Hoy doesn’t miss a beat: ‘Chris Hoy thinks that the day Chris Hoy refers to Chris Hoy in the third person is the day that Chris Hoy disappears up his own arse.’

Adored it.

‐Some music? Will offer up some final reviews from the Salzburg Festival — all published in the New York Sun. For a review of the Cleveland Orchestra, under Franz Welser-Möst, with guest soloist Mitsuko Uchida, piano, go here. For a review of Dvorak’s opera Rusalka, also under Welser-Möst, go here. For a review of a recital by Christine Schäfer, the German soprano, go here. For a review of Mozart’s opera The Magic Flute, under Riccardo Muti, go here. Finally, for a review of the Vienna Philharmonic, under Mariss Jansons, with guest soloist Elina Garanca, mezzo-soprano, go here.

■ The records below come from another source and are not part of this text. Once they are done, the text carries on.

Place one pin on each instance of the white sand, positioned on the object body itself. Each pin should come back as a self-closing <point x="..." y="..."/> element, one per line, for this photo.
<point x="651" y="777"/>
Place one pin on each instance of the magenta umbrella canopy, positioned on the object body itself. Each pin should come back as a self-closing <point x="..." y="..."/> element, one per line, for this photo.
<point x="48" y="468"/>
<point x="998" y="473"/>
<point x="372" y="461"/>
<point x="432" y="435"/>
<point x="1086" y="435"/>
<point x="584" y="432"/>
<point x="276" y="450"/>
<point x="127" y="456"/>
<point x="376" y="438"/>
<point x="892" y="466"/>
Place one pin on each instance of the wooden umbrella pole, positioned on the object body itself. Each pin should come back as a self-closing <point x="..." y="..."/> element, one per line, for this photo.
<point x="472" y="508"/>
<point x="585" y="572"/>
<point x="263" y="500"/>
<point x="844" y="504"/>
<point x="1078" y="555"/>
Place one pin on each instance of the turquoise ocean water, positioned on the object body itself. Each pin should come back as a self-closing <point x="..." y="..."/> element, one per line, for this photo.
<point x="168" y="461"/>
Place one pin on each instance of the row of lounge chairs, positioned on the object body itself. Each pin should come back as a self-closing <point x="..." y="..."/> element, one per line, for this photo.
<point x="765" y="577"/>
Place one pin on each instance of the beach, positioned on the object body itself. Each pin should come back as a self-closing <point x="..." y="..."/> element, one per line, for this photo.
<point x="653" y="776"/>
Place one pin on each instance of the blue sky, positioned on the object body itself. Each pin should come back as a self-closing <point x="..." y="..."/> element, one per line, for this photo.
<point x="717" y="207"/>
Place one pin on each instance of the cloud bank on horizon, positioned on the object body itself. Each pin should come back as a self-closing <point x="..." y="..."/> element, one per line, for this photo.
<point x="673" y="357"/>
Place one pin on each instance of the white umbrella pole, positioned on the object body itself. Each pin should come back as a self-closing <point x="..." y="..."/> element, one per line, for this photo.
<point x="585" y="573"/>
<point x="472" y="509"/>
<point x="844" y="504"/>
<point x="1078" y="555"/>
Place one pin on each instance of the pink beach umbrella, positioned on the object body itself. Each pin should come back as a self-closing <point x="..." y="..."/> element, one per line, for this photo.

And, incidentally, the current National Review has a piece of mine about Welser-Möst and Jansons — interviews with.

Go crazy . . .

‐End with some food? We don’t do much food, do we? Let’s start. Last week, I found myself at a DQ in Richfield, Minn., a suburb of the Twin Cities. (How’d I “find” myself there? Gee, I don’t know — my feet must have had a mind of their own.) And I had a Blizzard — part Oreo, part Heath Bar.

And here’s what I thought: “I have had the privilege of eating in the best restaurants of the leading gastronomical capitals of the world. And I have never, ever had anything better.”

Okay, flash forward to the next day (I believe): the Chicago airport: and I “find myself” ordering a pizza (fairly basic) from Wolfgang Puck and a brownie from the Corner Bakery. And I’m thinking: “To hell with Paris, Lyons, Vienna, Rome . . .”

(And if anyone writes to tell me to take that “s” off Lyons, I’ll ban you forever, I swear.)

‐We can’t end on a threat, can we? No. Thanks for joining me, dearhearts, and I’ll see you soon! (Go Sarah!)